Cave  # 1 seen from outside. Without the protective grille.
Cave # 1 seen from outside. Without the protective grille.

HT: What about the permits? Is the cave freely accessible?

MC: No, the same restrictions still apply. You still need a permit from the Guards.

HT: What can you do now about the whole business?

MC: The newspaper article was discussed with Heritage employees in a morning session. You can plant seeds but you need a permit from the forest authorities for that. I don’t think there have been any significant changes to the natural environment. We will also respond to what the journalist said.

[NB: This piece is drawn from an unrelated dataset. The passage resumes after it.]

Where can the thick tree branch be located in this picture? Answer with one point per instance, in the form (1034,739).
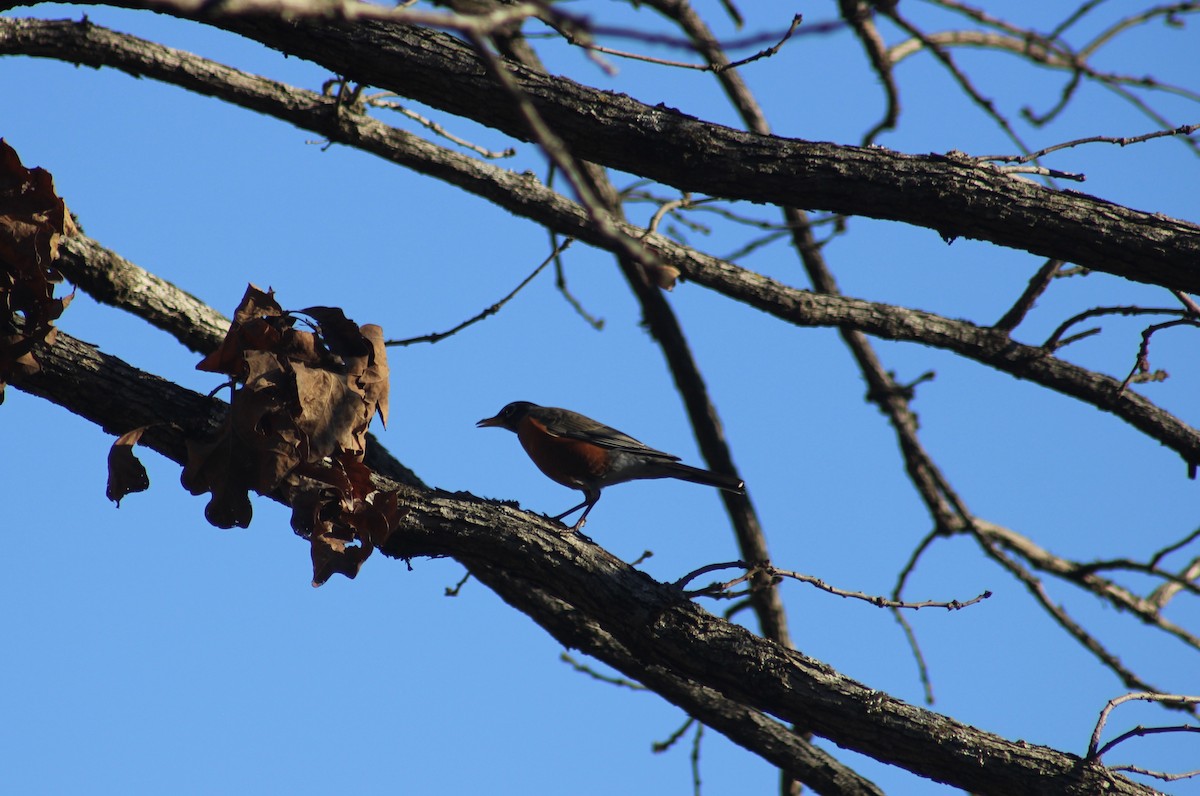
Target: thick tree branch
(652,621)
(95,46)
(955,197)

HT: Many doubts still remain. There are theories suggesting that the materials used in the restoration of the drawings carried out in the sixties may have caused some damage. Tourism is always a danger; we know what money can do, despite the surveillance. Perhaps the grille ended up in somebody’s back yard. The truth is we are faced with an old problem with no obvious solution.

We are left with the caves, especially Number One, with its 213 paintings going back two thousand years. We urgently need to save what the learned Don Fernando Ortiz called the “Sistine Chapel of the Cuban aborigines.”

I’ll try to visit Punta del Este and when I do, promise you an overview of this ceremonial site, the most important of its kind in the Caribbean.